Connection pooling with PgBouncer
CloudNativePG provides native support for connection pooling with PgBouncer, one of the most popular open source connection poolers for PostgreSQL. From an architectural point of view, the native implementation of a PgBouncer connection pooler introduces a new layer to access the database which optimizes the query flow towards the instances and makes the usage of the underlying PostgreSQL resources more efficient. Instead of connecting directly to a PostgreSQL service, applications can now connect to the PgBouncer service and start reusing any existing connection.
Level 4: Deep Insights
Capability level 4 is about observability: in particular, monitoring, alerting, trending, log processing. This might involve the use of external tools such as Prometheus, Grafana, Fluent Bit, as well as extensions in the PostgreSQL engine for the output of error logs directly in JSON format.
CloudNativePG has been designed to provide everything that is needed to easily integrate with industry-standard and community accepted tools for flexible monitoring and logging.
Prometheus exporter with configurable queries
The instance manager provides a pluggable framework and, via its own web server
listening on the metrics
port (9187), exposes an endpoint to export metrics
for the Prometheus monitoring and alerting tool.
The operator supports custom monitoring queries defined as ConfigMap
and/or Secret
objects using a syntax that is compatible with the
postgres_exporter
for Prometheus.
CloudNativePG provides a set of basic monitoring queries for
PostgreSQL that can be integrated and adapted to your context.
Standard output logging of PostgreSQL error messages in JSON format
Every log message is delivered to standard output in JSON format, with the first level
definition of the timestamp, the log level and the type of log entry, such as
postgres
for the canonical PostgreSQL error message channel.
As a result, every Pod managed by CloudNativePG can be easily and directly
integrated with any downstream log processing stack that supports JSON as source
data type.
Real-time query monitoring
CloudNativePG transparently and natively supports:
- the essential
pg_stat_statements
extension, which enables tracking of planning and execution statistics of all SQL statements executed by a PostgreSQL server; - the
auto_explain
extension, which provides a means for logging execution plans of slow statements automatically, without having to manually runEXPLAIN
(helpful for tracking down un-optimized queries); - the
pg_failover_slots
extension, which makes logical replication slots usable across a physical failover, ensuring resilience in change data capture (CDC) contexts based on PostgreSQL's native logical replication;
Audit
CloudNativePG allows database and security administrators, auditors, and operators to track and analyze database activities using PGAudit (for PostgreSQL).
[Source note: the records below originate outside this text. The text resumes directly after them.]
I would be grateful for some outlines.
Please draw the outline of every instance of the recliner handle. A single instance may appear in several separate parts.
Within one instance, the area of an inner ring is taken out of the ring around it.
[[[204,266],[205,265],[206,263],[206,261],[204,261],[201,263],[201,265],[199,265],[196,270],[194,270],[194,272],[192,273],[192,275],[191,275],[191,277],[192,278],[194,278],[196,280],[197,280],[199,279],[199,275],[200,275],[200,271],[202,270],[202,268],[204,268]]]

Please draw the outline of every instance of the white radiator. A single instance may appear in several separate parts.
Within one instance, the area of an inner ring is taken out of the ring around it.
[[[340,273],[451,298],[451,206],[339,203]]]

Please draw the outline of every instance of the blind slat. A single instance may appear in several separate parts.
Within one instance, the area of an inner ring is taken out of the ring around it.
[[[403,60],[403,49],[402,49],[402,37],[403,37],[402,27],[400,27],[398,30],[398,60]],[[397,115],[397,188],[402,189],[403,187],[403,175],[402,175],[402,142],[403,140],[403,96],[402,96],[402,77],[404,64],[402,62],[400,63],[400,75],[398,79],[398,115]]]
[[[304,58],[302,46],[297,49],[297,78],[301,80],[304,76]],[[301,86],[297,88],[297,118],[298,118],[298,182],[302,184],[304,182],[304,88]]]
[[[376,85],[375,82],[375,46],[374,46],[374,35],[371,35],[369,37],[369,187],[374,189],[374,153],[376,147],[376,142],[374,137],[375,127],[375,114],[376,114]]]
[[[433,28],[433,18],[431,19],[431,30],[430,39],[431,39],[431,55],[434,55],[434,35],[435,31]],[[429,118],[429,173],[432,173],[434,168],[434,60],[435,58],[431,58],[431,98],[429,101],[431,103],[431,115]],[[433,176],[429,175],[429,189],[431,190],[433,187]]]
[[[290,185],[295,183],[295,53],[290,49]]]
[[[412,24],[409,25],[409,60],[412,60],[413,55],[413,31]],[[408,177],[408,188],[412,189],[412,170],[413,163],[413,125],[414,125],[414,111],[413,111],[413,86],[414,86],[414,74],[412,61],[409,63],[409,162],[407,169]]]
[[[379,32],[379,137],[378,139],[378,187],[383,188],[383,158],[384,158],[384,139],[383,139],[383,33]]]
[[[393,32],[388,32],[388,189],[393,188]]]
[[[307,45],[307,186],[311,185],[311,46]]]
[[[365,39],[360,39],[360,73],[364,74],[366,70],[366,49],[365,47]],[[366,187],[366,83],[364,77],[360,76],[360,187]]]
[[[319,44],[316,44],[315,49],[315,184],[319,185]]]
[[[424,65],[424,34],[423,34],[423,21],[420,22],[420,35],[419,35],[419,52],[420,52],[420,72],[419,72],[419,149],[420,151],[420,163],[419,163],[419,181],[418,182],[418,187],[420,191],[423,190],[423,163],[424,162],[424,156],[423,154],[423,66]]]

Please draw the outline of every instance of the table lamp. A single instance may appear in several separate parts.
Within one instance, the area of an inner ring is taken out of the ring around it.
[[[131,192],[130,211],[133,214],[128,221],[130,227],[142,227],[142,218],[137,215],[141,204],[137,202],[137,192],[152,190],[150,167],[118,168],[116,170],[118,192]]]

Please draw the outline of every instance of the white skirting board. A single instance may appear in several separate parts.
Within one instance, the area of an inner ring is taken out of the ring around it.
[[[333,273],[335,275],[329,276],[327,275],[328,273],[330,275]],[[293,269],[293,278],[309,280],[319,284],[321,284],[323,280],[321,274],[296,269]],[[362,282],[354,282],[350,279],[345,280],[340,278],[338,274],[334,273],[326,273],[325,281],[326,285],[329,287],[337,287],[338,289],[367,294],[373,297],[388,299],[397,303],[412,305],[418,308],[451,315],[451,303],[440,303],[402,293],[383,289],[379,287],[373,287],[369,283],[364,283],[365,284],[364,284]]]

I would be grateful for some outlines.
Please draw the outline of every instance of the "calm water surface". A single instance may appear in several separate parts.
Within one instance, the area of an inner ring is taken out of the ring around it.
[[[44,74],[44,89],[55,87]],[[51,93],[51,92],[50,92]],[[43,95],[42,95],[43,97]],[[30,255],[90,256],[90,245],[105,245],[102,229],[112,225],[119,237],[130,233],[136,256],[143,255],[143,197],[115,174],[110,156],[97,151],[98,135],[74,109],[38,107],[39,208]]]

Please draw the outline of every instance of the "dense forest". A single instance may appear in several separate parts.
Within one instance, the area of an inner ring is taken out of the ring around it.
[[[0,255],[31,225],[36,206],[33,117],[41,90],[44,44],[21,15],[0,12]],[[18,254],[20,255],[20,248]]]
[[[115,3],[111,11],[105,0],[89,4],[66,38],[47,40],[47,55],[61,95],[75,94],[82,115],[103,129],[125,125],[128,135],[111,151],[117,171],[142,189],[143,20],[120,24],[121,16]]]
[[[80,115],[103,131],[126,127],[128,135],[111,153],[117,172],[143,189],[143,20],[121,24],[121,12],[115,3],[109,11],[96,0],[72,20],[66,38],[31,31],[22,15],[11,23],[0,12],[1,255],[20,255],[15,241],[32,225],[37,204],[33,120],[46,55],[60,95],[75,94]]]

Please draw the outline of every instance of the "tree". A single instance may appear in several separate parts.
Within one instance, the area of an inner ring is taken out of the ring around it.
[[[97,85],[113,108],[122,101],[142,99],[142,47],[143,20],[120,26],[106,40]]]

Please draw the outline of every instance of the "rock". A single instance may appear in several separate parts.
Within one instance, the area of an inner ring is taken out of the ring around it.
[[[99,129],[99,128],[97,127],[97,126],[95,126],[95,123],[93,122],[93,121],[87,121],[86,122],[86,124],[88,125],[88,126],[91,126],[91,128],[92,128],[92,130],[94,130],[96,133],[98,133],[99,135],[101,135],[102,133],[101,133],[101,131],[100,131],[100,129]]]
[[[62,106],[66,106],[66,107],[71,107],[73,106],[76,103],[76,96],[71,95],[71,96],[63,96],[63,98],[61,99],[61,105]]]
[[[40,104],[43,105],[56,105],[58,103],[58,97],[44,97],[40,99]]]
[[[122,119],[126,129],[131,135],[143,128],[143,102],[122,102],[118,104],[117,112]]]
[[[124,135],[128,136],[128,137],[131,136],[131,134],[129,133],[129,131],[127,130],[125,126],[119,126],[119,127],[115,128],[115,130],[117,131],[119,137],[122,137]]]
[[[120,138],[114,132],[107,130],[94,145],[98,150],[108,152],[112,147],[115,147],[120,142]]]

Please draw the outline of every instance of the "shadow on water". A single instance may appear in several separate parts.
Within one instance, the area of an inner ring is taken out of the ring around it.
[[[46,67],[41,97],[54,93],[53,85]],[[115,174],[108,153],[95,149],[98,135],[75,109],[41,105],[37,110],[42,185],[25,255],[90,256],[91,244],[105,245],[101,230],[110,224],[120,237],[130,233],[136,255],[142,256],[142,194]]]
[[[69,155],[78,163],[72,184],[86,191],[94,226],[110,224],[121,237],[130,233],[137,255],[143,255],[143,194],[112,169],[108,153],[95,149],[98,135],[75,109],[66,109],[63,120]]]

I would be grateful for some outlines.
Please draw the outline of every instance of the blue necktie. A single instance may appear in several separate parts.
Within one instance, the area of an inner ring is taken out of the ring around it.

Such activities flow directly in the JSON log and can be properly routed to the correct downstream target using common log brokers like Fluentd.
Kubernetes events
Record major events as expected by the Kubernetes API, such as creating resources,
removing nodes, upgrading, and so on. Events can be displayed through
the kubectl describe
and kubectl get events
command.
Level 5: Auto Pilot
Capability level 5 is focused on automated scaling, healing and tuning - through the discovery of anomalies and insights that emerged from the observability layer.
Automated Failover for self-healing
In case of detected failure on the primary, the operator will change the
status of the cluster by setting the most aligned replica as the new target
primary. As a consequence, the instance manager in each alive pod will
initiate the required procedures to align itself with the requested status of
the cluster, by either becoming the new primary or by following it.
In case the former primary comes back up, the same mechanism will avoid a
split-brain by preventing applications from reaching it, running pg_rewind
on
the server and restarting it as a standby.
Automated recreation of a standby
In case the pod hosting a standby has been removed, the operator initiates the procedure to recreate a standby server.